Las cifras de niños y niñas menores de cinco años que mueren en Colombia por desnutrición aguda continúan siendo insoportablemente altas. El más reciente reporte divulgado por la Procuraduría General de la Nación, que cita como fuente al Instituto Nacional de Salud, confirma el fallecimiento de 149 infantes, 31 de ellos en La Guajira, 28 en el Chocó y 14 en Antioquia. Además, se busca establecer si otros 129 decesos estarían asociados a la misma causa. Desolador.
El solo hecho de que un menor muera en el país por desnutrición o por factores vinculados a ella debe considerarse como un fracaso rotundo de la sociedad en general y, en particular, de las instituciones estatales que tienen la obligación de proteger el derecho fundamental a una alimentación equilibrada o adecuada de la primera infancia. También les cabe responsabilidad a actores estratégicos del sector privado que podrían hacer mucho más para invertir en acciones orientadas a erradicar una tragedia enquistada en los territorios más pobres y olvidados del país.
Por el momento, la información preliminar entregada por el INS advierte de un aumento en la prevalencia de desnutrición aguda, moderada y severa en 2024. Las cifras son incontestables. En la semana epidemiológica 46 se documentan 22.735 casos frente a los 20.986 en el mismo lapso de 2023. La Guajira, sobre todo Uribia y Riohacha; Antioquia, en especial Medellín; Bogotá, Cundinamarca o Chocó registran una proporción importante de casos, pero lo que más llama la atención son las variaciones significativas al alza en Buenaventura, Santa Marta y en Antioquia.
Las cifras del hambre en Colombia son dramáticas. La edición 2024 del informe “El Estado de la Seguridad Alimentaria y la Nutrición en el Mundo” (SOFI), elaborado por agencias de Naciones Unidas, señaló que la prevalencia de esta condición moderada o grave alcanzó 30,7 %, afectando a 16,3 millones de personas, durante el periodo 2021-2023. Nos situamos por encima del promedio mundial, aunque ligeramente por debajo del regional, lo cual no es consuelo. En lo que sí estamos peor que el resto es en el porcentaje de población, 36,6 % del total, que no pudo acceder a una dieta saludable por la falta de recursos económicos, unos 19 millones de personas.

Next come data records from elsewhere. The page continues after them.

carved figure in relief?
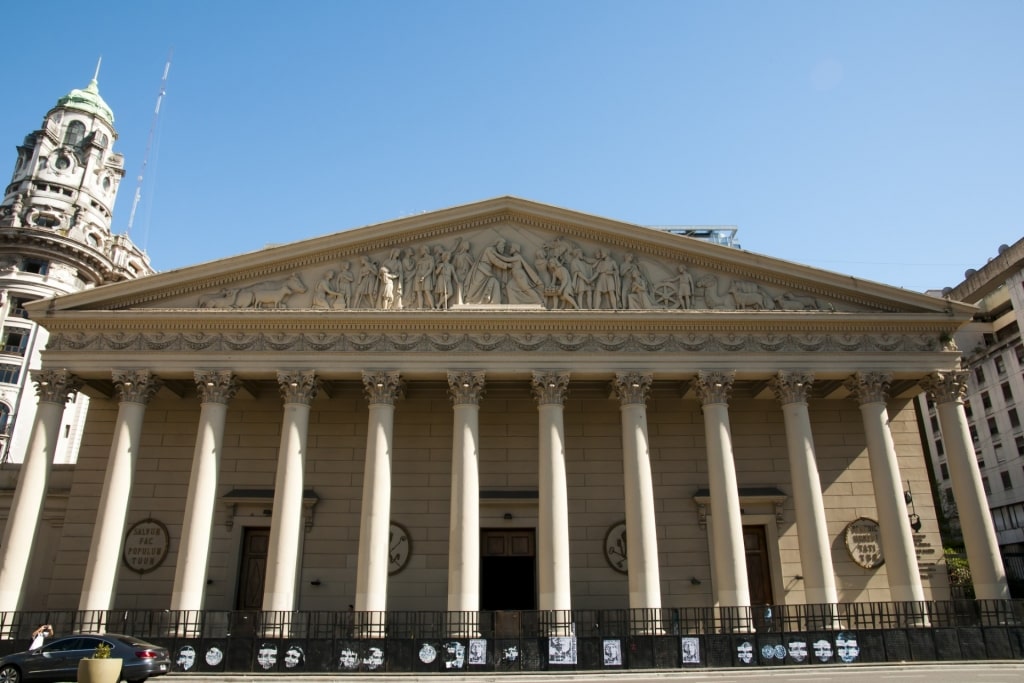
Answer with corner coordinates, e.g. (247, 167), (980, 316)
(309, 270), (338, 308)
(626, 269), (654, 310)
(548, 257), (580, 308)
(335, 261), (355, 308)
(413, 245), (437, 308)
(452, 238), (473, 303)
(434, 249), (457, 309)
(377, 265), (398, 310)
(352, 256), (377, 308)
(505, 244), (544, 304)
(775, 292), (821, 310)
(234, 274), (306, 308)
(464, 240), (509, 304)
(381, 249), (404, 308)
(594, 249), (622, 310)
(569, 249), (594, 308)
(618, 254), (640, 308)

Nada hace pensar que esa tendencia variará en el corto plazo, particularmente en las regiones asoladas por la actual ola invernal, como La Guajira y Chocó, donde sus niños y niñas hacen parte de los grupos más vulnerables a padecer inseguridad alimentaria, por su falta de acceso a agua, alimentos y a servicios de salud como consecuencia directa de sus condiciones sociales precarias.
En este último departamento, por si fuera poco, el control territorial de los grupos armados ilegales impone barreras adicionales a las comunidades, principalmente a los grupos étnicos que les dificultan o imposibilitan acceder a los recursos nutricionales que son esenciales. Más allá del desafío al Estado, los paros armados del ELN atentan contra la soberanía alimentaria de la gente.
Es evidente que el conflicto armado, las necesidades básicas insatisfechas o condiciones de vida inestables son determinantes de la salud que incrementan los riesgos de contraer enfermedades e incluso de morir en la primera infancia. Máxime si se trata de menores de un año, residentes en zonas rurales dispersas e integrantes de pueblos indígenas. Perfil diagnosticado de sobra en La Guajira, donde pese a las acciones o estrategias implementadas por el nivel nacional o local los bebés wayuu siguen muriendo por desnutrición y sus causas asociadas. En total, 1748 menores de cinco años han fallecido en el país entre 2017 y 2023, según la Defensoría del Pueblo.
Eternamente víctimas de un estado de cosas inconstitucional, sobre todo inhumano, que aún no se supera. Ni el final del conflicto armado está cerca ni la erradicación de la pobreza a la vuelta de la esquina; sin embargo, soñar con un futuro sin hambre para familias o grupos vulnerables de nuestro entorno más cercano sí es posible, con más recursos, voluntad política y acciones rápidas y estratégicas que se enfoquen en la nutrición materno-infantil. Al final, es un imperativo moral que debe traducirse en una permanente exigencia ciudadana a sus gobiernos y aliados para que faciliten más y mejor acceso a alimentos saludables a quienes no tienen cómo obtenerlos. Esta es una responsabilidad conjunta que devuelve dignidad a los que la han perdido.